We consume countless pieces of content every day—news articles, blog posts, bestselling novels, YouTube videos, and even the photos we upload to social media. But what if all this content is used as training data for AI without the creator’s permission?
Recently, news broke that Meta trained its AI using 81.7TB of data. Considering that an e-book is about 1MB, this is equivalent to approximately 81.7 million books—comparable to the combined scale of most digital libraries worldwide. While AI models require vast amounts of data to advance, the indiscriminate collection of such massive data may include information that is not secure.

AI companies argue that their training data consists of publicly available information, but just because data is on the internet doesn’t mean it is secure. Many websites and online communities prohibit data crawling through their terms of service, yet such restrictions are often ignored for AI training. In fact, there have been reports that some AI models have gathered data from closed forums and internal document-sharing systems. This raises concerns that corporate internal reports, research papers, private emails, and even restricted social media posts may have been scraped for training. This is not merely a copyright issue but a serious security risk.
There have already been several cases where AI posed security threats. In 2023, Samsung Electronics employees used ChatGPT for work, inputting internal source code. Concerns arose that this data could be used for AI training, prompting Samsung to ban ChatGPT within the company. Additionally, OpenAI experienced a ChatGPT bug in 2023 that exposed conversations between users. Some researchers warn that AI models may retain user inputs and could potentially reconstruct sensitive data based on them. The U.S. Department of Justice is also investigating whether AI models have trained on sensitive government documents, considering new legislation to limit AI training scopes.

AI-learned data is not just stored—it can be misused in new ways. For example, if AI is trained on email data, it can mimic corporate email patterns to generate highly convincing phishing emails, making attacks more persuasive than ever.
Furthermore, if AI learns internal communication data, it can analyze a company’s organizational structure and workflow, increasing the risk of targeted cyberattacks. More concerningly, AI could advance automated hacking techniques by studying security vulnerabilities, potentially creating new threats that traditional security solutions struggle to detect.

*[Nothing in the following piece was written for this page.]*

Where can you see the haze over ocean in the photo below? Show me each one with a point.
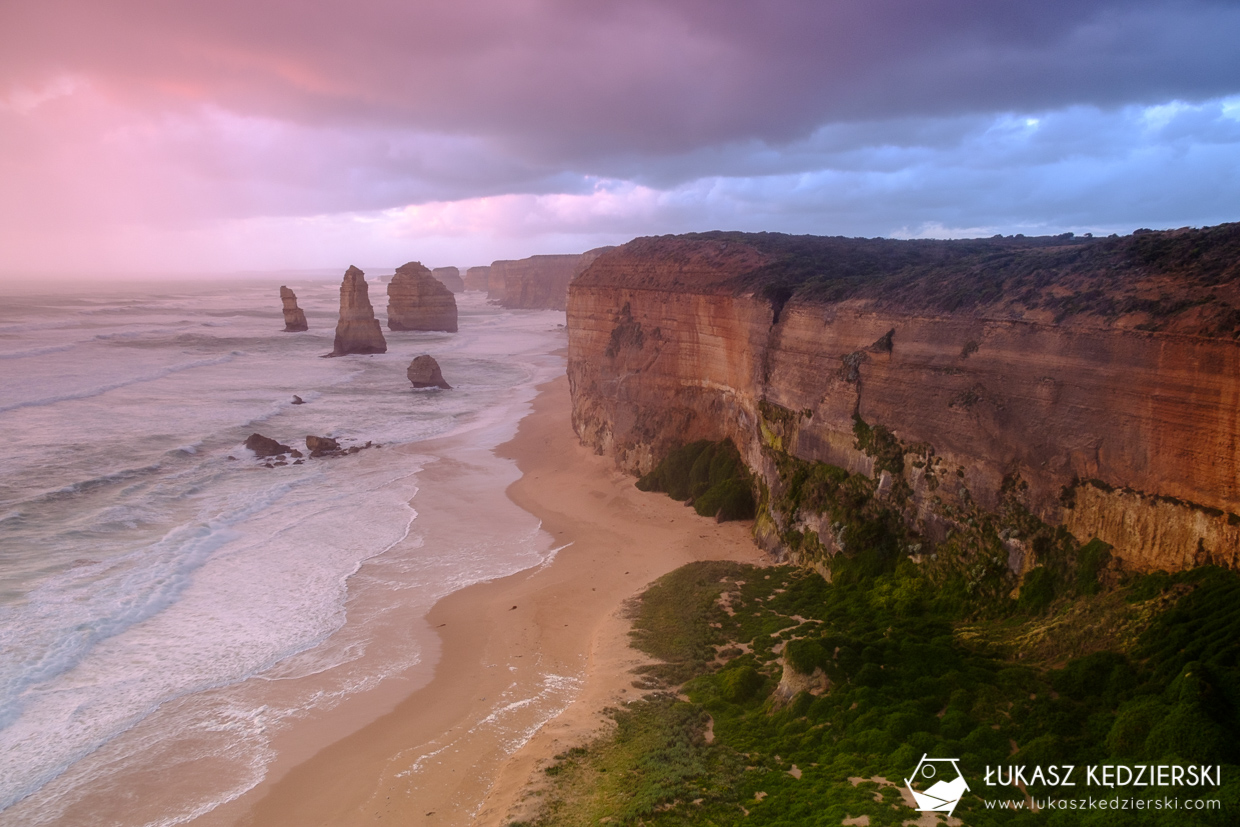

To address these issues, countries worldwide are discussing stronger regulations on AI training data security. The European Union (EU) is introducing strict regulations through the AI Act to prevent AI from learning personal data without consent. This includes legal penalties if AI models train on non-public data. The U.S. Federal Trade Commission (FTC) is investigating AI models for potential violations of copyright and privacy laws, demanding transparency in AI training data sources from major AI firms.
South Korea and Japan are also reviewing legal definitions of AI training data, aiming to require companies to disclose the sources of AI training data transparently. However, balancing industry growth with regulation remains a major challenge.
AI will continue to evolve. However, discussions on how far AI training should be allowed are essential. If AI training data is restricted, technological advancement could slow down. Conversely, if regulations are relaxed, privacy and corporate security may face severe threats. We now face a critical decision.
“Should we open data for AI advancement?” Or “Do we need strong regulations to protect security and privacy?”